In mammalian cells, RNA granule formation by external stress can be blocked through simultaneous inhibition of protein synthesis by cycloheximide (Kedersha et al. 2000). We investigated if cycloheximide could similarly prevent RNA granule formation in S. pombe. Under conditions of glucose deprivation, heat, or hyperosmotic shock, cycloheximide at 100 μg/mL completely prevented the formation of both Pabp and Dcp2-containing RNA granules (not shown). Further, inhibition of RNA polymerase prevents formation of SGs and PBs in mammalian cells (Ohn et al. 2008). We found that in fission yeast, the RNA polymerase II inhibitor 1-10-phenanthroline (100 μg/mL), under the same conditions as tested for cycloheximide, likewise stopped both Pabp and Dcp2-positive RNA granules from forming (not shown).
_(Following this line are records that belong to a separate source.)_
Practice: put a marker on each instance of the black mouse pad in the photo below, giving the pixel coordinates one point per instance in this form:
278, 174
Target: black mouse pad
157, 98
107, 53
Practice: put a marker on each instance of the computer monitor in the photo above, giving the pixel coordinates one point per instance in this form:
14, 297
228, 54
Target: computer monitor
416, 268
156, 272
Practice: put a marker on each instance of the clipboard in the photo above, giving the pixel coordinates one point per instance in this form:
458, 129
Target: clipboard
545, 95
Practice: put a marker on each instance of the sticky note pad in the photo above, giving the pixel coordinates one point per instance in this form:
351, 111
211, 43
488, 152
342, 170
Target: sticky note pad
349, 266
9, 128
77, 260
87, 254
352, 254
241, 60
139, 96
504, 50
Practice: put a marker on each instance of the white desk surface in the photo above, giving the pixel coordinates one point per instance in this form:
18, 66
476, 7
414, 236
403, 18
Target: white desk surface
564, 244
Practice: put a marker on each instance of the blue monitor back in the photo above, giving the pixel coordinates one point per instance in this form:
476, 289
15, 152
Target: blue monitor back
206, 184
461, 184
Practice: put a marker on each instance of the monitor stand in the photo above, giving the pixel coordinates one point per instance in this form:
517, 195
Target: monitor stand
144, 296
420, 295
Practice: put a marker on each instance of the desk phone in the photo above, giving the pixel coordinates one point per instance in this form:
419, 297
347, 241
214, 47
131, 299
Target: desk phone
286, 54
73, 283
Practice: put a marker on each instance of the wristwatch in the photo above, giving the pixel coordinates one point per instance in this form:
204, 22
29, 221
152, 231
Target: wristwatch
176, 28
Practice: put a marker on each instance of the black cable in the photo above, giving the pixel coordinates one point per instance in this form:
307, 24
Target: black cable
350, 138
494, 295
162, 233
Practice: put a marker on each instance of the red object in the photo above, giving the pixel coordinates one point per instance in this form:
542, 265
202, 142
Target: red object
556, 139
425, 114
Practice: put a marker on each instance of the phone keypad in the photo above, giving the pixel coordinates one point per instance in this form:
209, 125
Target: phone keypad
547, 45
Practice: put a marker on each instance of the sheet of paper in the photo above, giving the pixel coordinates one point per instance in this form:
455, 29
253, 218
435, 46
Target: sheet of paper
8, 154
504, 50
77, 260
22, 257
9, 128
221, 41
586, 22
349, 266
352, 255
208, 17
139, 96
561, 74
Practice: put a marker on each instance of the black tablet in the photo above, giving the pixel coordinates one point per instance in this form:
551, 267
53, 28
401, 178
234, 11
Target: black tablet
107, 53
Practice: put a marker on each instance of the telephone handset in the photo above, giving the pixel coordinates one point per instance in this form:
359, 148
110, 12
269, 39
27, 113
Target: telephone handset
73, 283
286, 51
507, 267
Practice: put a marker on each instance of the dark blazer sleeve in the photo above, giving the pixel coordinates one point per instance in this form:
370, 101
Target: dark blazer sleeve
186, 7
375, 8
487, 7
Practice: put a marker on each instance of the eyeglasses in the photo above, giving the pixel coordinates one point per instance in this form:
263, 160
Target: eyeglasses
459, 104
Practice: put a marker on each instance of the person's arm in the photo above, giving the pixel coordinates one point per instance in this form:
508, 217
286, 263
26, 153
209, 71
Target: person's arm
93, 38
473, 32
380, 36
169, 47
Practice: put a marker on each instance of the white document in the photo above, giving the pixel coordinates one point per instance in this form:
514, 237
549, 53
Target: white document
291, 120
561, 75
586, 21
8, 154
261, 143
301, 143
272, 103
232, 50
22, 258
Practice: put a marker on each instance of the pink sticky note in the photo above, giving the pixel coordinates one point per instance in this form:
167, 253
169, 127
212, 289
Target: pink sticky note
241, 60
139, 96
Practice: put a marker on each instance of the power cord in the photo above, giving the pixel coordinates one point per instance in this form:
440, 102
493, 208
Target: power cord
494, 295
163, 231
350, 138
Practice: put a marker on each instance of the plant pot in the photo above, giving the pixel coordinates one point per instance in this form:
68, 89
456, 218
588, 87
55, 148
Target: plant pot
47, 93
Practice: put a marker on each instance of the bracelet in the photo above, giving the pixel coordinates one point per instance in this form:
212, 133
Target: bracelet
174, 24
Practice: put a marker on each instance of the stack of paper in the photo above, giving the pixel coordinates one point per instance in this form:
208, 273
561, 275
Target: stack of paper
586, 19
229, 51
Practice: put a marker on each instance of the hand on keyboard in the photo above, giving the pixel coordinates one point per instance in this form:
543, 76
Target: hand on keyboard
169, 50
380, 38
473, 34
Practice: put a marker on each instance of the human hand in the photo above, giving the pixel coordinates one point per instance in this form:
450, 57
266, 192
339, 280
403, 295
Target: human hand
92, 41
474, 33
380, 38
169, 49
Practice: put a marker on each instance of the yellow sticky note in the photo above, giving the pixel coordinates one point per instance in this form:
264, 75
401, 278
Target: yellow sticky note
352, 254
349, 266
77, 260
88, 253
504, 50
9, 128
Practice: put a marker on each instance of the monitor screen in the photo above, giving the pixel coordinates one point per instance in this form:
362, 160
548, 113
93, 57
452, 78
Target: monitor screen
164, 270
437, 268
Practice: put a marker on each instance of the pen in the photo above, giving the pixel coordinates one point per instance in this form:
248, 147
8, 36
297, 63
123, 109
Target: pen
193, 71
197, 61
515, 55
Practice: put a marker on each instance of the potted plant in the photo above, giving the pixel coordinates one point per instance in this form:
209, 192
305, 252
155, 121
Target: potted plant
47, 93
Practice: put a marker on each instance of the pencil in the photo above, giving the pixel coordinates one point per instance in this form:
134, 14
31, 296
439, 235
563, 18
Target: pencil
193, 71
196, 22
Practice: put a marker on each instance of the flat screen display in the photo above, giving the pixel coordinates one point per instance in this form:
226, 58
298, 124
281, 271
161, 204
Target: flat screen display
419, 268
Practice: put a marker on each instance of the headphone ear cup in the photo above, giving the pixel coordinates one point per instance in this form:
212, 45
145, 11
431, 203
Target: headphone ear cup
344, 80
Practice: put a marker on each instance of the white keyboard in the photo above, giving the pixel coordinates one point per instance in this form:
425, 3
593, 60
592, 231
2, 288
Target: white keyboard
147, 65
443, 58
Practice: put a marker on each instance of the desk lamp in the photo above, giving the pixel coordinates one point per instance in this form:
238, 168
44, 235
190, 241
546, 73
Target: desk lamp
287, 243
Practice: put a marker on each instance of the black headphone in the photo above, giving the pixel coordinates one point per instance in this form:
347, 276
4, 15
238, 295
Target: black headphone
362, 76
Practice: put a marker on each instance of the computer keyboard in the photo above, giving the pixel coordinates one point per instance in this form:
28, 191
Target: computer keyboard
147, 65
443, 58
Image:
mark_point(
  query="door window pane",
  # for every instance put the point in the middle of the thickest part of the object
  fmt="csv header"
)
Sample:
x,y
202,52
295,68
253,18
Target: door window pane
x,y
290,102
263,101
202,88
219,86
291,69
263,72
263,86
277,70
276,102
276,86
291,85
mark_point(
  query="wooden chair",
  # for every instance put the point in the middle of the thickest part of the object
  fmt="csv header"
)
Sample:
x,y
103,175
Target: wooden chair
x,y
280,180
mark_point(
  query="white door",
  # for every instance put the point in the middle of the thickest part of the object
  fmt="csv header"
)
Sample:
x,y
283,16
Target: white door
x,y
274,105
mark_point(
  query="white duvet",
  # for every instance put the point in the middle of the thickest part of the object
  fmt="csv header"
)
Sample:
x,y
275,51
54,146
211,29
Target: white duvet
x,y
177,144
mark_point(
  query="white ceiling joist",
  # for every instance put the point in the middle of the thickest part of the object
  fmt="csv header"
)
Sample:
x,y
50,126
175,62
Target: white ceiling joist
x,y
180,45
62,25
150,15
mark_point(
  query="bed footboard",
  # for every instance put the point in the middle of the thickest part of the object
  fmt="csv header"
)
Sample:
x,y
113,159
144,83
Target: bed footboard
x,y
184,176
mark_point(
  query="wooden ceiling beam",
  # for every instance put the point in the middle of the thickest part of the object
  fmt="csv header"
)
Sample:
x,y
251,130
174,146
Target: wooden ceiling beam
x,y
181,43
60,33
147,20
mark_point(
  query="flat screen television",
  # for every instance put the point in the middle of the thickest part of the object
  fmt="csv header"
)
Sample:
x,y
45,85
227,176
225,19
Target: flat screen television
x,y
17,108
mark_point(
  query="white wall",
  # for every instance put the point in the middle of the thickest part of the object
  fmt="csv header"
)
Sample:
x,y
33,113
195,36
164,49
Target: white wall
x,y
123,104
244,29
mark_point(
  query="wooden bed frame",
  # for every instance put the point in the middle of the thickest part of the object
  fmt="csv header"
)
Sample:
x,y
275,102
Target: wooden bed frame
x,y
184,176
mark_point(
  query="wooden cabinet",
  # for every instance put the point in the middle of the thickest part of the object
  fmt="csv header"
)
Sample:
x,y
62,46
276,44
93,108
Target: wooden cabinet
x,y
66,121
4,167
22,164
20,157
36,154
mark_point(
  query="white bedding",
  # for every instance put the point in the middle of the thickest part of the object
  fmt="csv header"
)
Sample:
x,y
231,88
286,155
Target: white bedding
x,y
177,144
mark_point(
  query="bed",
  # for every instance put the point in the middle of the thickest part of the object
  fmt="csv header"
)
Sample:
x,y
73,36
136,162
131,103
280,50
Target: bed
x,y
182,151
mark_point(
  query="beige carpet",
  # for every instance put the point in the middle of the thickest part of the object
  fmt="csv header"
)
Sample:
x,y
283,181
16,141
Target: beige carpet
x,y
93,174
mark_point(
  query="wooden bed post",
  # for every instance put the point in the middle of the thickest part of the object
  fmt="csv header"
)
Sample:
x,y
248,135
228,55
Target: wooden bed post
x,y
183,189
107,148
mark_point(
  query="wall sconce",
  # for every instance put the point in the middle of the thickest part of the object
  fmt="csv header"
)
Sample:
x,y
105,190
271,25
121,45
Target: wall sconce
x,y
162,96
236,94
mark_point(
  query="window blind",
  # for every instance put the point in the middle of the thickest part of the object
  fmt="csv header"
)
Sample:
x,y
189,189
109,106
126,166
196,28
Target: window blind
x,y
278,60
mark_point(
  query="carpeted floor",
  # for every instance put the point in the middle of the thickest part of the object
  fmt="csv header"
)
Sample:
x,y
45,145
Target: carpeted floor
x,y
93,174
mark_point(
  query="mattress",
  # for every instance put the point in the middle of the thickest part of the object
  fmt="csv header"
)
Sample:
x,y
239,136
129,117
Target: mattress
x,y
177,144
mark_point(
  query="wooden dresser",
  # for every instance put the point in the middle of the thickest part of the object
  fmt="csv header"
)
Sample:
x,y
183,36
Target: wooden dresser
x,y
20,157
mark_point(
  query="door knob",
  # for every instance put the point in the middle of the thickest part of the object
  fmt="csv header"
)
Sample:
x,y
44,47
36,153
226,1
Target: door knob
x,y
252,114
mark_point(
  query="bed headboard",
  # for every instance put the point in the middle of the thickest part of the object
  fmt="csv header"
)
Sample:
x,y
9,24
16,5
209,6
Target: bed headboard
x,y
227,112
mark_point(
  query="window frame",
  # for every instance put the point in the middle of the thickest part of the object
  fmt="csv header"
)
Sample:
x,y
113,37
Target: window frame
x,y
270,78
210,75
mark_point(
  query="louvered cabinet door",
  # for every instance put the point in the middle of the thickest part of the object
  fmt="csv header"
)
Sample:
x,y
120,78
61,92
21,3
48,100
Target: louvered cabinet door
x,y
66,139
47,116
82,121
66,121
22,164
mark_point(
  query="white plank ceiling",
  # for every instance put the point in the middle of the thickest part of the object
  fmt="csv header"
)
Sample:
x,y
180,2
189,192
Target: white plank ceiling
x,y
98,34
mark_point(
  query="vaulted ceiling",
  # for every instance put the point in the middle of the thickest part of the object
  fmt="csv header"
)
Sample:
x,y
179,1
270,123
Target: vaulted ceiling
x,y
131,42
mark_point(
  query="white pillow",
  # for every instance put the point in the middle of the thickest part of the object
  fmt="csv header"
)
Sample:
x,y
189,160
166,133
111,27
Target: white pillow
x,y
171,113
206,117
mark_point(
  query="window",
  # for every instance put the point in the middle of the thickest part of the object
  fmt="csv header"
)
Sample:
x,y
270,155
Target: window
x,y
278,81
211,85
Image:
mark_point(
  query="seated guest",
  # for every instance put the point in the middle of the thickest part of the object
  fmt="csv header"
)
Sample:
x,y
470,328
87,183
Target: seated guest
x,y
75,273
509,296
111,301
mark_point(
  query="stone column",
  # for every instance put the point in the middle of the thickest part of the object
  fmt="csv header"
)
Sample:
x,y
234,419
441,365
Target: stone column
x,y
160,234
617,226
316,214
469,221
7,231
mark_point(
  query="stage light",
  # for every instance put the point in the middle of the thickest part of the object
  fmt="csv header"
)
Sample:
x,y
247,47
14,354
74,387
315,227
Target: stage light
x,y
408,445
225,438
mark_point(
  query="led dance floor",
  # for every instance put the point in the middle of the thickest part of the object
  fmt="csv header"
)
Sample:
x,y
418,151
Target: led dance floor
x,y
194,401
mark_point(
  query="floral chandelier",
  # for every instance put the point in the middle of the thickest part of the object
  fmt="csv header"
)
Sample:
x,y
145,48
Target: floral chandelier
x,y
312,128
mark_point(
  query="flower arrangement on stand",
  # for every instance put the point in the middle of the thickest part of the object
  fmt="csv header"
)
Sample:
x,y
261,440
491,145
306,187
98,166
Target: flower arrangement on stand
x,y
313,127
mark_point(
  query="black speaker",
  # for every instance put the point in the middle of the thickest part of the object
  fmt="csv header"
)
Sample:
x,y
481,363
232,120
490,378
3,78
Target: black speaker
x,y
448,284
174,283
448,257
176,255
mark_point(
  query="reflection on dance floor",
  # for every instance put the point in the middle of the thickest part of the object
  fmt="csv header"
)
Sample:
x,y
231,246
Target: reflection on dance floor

The fact that these inhibitors prevent granule formation demonstrates that this is not a passive, but a biologically regulated process.

Cytoplasmic Pabp granules contain RNA and are distinct from Hsp104 aggregates

Cytoplasmic protein-containing granules of different types can be formed after environmental stress. For instance, misfolded and/or oxidatively damaged proteins will form aggregates, to which chaperones including Hsp104 will localize (Lum et al. 2004). It was therefore essential to show that the Pabp- and Dcp2-positive granules actually contain RNA. We visualized cellular poly(A)+ RNA by hybridization in vivo of Alexa Fluor 594-labeled Oligo(dT) in cells expressing GFP-tagged Pabp, demonstrating near-complete colocalization in the cytoplasm both after hyperosmotic shock and glucose deprivation (Fig. 3A). By contrast, RFP-tagged Pabp and GFP-tagged Hsp104 display a complete lack of overlap in glucose-starved cells (Fig. 3B) or after hyperosmotic shock (not shown), demonstrating that these represent distinct structures.

FIGURE 3.

FIGURE 3.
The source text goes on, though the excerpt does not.